# nncase_runtime Module Usage Guide

## Overview

This document introduces the CanMV nncase_runtime module, guiding developers on how to use MicroPython to call the `KPU` and `AI2D` modules.

## Function Introduction

### Import Libraries

Before using the nncase_runtime module, you need to import the relevant libraries:

```Python
import nncase_runtime as nn
import ulab.numpy as np
```

### KPU Initialization

Initialize the model inference module:

```Python
kpu = nn.kpu()
```

### AI2D Initialization

Initialize the image processing module:

```Python
ai2d = nn.ai2d()
```

### Load Model

There are two ways to load the model: by file path or binary data.

```Python
# By file path
model = nn.load_model('test.kmodel')

# By binary data
with open("test.kmodel", "rb") as f:
    data = f.read()
    kpu.load_kmodel(data)
```

### Using KPU for Inference Alone

#### Set Model Input

Before model inference, you need to set the corresponding model input data:

```Python
data = np.zeros((1, 3, 320, 320), dtype=np.uint8)
kpu_input = nn.from_numpy(data)
kpu.set_input_tensor(0, kpu_input)

# If the model has multiple inputs
kpu.set_input_tensor(1, kpu_input_1)
kpu.set_input_tensor(2, kpu_input_2)
```

#### Execute Inference and Get Results

Execute inference and get results:

```Python
kpu.run()

result = kpu.get_output_tensor(i)  # Returns the i-th output tensor
data = result.to_numpy()  # Converts the output tensor to a numpy object
```

### Using AI2D+KPU for Inference

Use AI2D to preprocess data collected from the camera, then use KPU for inference. For configuration of input devices such as cameras, refer to the [AI Demo Documentation](../../../zh/example/ai/AI_Demo说明文档.md).
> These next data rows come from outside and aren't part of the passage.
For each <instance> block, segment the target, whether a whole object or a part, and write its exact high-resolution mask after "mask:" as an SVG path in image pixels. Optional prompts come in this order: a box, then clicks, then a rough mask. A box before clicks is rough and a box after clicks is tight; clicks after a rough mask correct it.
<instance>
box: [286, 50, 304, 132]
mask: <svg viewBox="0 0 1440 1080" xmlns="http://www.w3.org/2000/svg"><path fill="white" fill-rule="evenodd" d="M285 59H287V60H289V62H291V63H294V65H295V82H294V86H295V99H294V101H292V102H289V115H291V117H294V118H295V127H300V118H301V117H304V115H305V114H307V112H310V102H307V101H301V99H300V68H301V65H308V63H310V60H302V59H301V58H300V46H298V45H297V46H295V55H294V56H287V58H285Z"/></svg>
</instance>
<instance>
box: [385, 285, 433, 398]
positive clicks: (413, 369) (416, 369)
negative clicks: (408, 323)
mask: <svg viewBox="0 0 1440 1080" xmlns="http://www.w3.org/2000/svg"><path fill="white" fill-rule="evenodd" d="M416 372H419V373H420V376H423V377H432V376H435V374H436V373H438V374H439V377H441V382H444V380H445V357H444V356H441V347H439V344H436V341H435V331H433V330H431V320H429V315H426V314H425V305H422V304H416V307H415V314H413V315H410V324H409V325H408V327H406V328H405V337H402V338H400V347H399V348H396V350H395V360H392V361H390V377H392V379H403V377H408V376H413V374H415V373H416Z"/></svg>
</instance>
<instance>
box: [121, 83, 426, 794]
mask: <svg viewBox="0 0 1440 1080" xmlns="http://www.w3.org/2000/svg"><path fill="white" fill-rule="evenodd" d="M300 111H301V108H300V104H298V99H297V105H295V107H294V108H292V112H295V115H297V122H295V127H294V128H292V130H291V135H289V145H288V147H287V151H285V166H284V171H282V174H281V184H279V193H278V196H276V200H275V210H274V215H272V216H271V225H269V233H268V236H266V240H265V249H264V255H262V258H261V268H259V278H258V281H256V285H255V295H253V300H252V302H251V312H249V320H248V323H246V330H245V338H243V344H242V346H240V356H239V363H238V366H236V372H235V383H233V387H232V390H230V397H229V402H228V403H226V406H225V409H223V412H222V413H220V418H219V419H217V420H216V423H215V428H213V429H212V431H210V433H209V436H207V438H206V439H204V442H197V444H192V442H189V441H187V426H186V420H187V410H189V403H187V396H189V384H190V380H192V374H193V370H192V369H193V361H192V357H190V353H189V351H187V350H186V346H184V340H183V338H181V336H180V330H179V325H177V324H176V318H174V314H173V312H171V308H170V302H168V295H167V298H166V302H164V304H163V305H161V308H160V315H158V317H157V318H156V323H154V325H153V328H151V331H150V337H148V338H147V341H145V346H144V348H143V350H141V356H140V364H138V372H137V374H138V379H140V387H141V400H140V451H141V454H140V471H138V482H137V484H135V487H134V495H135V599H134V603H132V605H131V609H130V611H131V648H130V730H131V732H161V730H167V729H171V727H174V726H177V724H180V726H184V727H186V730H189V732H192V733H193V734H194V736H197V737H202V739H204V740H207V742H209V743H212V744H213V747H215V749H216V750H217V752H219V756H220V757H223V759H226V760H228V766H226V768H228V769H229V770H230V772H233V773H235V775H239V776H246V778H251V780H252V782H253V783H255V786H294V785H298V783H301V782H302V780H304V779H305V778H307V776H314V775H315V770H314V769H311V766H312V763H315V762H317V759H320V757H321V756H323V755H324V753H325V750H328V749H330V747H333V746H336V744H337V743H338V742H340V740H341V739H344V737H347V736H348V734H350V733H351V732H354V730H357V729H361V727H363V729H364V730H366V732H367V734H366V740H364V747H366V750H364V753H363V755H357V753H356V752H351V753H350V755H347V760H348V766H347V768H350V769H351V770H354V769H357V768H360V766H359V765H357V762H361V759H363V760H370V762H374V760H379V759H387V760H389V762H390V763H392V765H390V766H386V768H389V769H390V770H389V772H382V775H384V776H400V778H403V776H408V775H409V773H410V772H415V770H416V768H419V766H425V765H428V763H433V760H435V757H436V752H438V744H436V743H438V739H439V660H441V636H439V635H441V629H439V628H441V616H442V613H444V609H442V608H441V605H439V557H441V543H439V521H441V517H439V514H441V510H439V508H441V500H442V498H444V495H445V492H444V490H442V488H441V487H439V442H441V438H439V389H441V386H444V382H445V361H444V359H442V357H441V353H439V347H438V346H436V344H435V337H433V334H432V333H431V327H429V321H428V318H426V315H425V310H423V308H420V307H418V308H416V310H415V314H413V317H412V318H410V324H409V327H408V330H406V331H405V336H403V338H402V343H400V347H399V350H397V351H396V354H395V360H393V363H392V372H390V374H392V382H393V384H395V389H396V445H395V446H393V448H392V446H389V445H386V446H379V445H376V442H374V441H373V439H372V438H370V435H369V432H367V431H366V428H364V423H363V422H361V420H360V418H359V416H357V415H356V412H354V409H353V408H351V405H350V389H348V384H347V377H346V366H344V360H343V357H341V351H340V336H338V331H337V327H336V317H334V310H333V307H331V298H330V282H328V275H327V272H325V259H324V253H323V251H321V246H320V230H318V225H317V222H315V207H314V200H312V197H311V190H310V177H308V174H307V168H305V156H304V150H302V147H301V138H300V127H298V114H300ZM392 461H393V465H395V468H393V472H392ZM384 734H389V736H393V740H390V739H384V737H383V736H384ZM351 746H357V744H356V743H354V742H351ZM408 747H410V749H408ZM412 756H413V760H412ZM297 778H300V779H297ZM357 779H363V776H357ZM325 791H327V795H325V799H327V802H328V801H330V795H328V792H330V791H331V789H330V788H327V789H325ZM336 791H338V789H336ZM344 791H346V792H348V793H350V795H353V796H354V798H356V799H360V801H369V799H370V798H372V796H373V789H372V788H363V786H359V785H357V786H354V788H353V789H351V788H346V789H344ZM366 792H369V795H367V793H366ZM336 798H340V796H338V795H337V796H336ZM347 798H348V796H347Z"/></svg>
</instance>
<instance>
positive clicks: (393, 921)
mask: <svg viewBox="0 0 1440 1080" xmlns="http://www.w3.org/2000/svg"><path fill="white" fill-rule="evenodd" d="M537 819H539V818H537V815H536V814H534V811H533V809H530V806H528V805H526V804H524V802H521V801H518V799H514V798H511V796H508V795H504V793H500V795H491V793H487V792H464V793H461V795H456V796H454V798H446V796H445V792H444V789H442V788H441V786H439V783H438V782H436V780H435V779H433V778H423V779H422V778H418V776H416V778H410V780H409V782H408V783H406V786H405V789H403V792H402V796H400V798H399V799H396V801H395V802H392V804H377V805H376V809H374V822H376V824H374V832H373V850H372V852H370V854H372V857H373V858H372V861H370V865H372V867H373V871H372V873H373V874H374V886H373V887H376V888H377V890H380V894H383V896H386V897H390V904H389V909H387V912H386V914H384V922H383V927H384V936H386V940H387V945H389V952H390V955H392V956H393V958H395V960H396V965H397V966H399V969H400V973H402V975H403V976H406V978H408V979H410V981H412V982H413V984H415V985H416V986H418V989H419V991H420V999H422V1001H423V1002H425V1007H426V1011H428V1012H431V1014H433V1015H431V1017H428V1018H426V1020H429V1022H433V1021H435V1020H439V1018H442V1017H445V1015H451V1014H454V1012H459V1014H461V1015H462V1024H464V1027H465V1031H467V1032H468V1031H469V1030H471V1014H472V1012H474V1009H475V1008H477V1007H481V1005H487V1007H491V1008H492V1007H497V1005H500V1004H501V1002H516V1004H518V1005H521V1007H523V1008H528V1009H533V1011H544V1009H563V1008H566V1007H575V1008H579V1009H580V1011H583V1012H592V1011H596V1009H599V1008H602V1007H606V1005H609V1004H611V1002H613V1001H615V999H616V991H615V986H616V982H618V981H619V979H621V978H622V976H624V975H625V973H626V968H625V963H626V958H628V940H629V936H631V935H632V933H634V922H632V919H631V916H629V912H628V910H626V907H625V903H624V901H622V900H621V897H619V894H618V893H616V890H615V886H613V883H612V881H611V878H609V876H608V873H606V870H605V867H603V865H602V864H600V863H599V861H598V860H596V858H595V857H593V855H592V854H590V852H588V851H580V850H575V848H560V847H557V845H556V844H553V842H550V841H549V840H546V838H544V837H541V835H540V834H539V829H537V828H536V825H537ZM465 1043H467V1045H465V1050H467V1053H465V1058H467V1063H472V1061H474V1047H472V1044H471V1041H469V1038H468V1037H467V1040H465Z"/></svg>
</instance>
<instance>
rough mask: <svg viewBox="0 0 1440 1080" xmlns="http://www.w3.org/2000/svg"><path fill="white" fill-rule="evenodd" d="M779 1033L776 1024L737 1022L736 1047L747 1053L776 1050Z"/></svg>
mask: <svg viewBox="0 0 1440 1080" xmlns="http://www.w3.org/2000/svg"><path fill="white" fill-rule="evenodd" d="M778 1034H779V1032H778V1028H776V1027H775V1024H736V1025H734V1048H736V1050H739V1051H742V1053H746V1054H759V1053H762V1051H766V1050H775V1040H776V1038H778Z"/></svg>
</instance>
#### Configure AI2D Parameters

AI2D functions include `crop`, `shift`, `pad`, `resize`, `affine`. Configure the corresponding parameters as needed; unused functions can be ignored.

```Python
# Basic configuration: input/output layout, input/output dtype
ai2d.set_dtype(nncase_runtime.ai2d_format.NCHW_FMT,
               nncase_runtime.ai2d_format.NCHW_FMT,
               np.uint8, np.uint8)

# Function configuration, taking pad and resize as examples
ai2d.set_pad_param(True, [0, 0, 0, 0, 1, 1, 2, 2], 0, [127, 127, 127])
ai2d.set_resize_param(True, nn.interp_method.tf_bilinear, nn.interp_mode.half_pixel)

# Execute configuration, need to configure input/output shape
ai2d_builder = ai2d.build([1, 3, 224, 224], [1, 3, 256, 256])
```

#### AI2D+KPU Inference

Execute AI2D and KPU combined inference:

```Python
data = np.zeros((1, 3, 224, 224), dtype=np.uint8)
ai2d_input = nn.from_numpy(data)

# Get the input tensor for KPU
kpu_input = kpu.get_input_tensor(0)

# Set the output of AI2D as the input of KPU
ai2d_builder.run(ai2d_input, kpu_input)
kpu.run()

# Get the output tensor of KPU
result = kpu.get_output_tensor(i)  # Returns the i-th output tensor
data = result.to_numpy()  # Converts the output tensor to a numpy object
```

### Release Memory

Ensure that all `global` variable reference counts are zero before the program ends to avoid memory leaks. You can also call `gc.collect()` at the beginning of the program to release any unreleased memory.

```Python
import nncase_runtime as nn
import gc

del kpu
del ai2d
del ai2d_builder

# tensor = nn.from_numpy()
del tensor

# input_tensor = kpu.get_input_tensor(i)
del input_tensor

# output_tensor = kpu.get_output_tensor(i)
del output_tensor

gc.collect()
nn.shrink_memory_pool()
```

## Summary

This module provides a basic framework for using KPU and AI2D for deep learning inference. Developers can configure models and parameters according to specific needs, perform image processing and inference tasks, and manage memory to improve program stability and performance.